The streaming wars could be entering a new era as Warner Bros. Discovery and Paramount begin merger talks. The two studios are the last remaining of the original Big Five Hollywood Studios that helped define the nascent industry in the early 20th century, but are lagging rivals both in the streaming business and at the box office.
Should a deal actually happen, WBD would no doubt grow its content IP through acquisition of Paramount's library that it could then stream on its Max platform and grow its subscriber base. Meanwhile, Shari Redstone, President of Paramount's parent company National Amusements, has been open about wanting to sell her controlling stake in the company.
The reported talks also come on the heels of a months-long strike by both writers and actors that froze the industry, cost billions, saw many lose their jobs, and impacted the release date of subsequent projects. Furthermore, as CNBC notes, when the Warner Bros Discovery deal was put together in April 2022 it was executed as a Reverse Morris Trust which allows for a tax-free transfer of a subsidiary by combining it in a reorganization with an interested party. Part of the deal also stipulated that Warner Bros Discovery would then "lay low" for two years following the deal. That window ends in April.
The New York Times does give reason to question the deal, however: "Warner Bros. Discovery has $40 billion in debt and $5 billion in free cash flow, while Paramount has negative cash flow and $15 billion in debt," the Times details. "In other words, the combined company would have a crushing debt load and little money to pay that down or spend on content."
STREAMING WARS
So, could a new platform combining Max (WBD's platform) with Paramount+ compete? Well, the combined total subscribers would put the new platform at about 158 million. That number is still dwarfed by Netflix's 247 million subscribers, and only edges out Disney+'s 150 million…until you add the additional 49 million subscribers Disney also has on Hulu.
The deal would give WBD more than just subscribers.
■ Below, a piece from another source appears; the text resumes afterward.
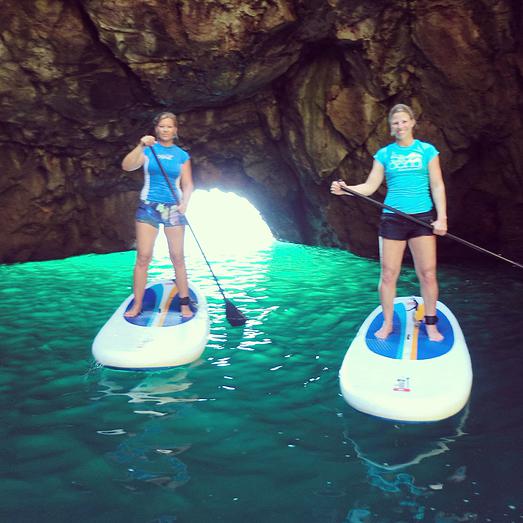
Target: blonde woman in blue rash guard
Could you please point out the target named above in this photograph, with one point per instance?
(415, 186)
(158, 205)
As Variety notes, the studio would acquire several of Paramount's major franchises including Top Gun, Mission Impossible, Terminator, and Transformers. Paramount's TV assets include CBS, MTV, Comedy Central, BET, and Nickelodeon.
VERDICT
It was always clear the streaming wars would shift from an endless growth and competition phase, to a mergers and consolidation phase. Maybe it required the 5-ish month pause of the WGA/SAG strikes to instigate the transition, but even if this deal doesn't go through, we're clearly entering a new era.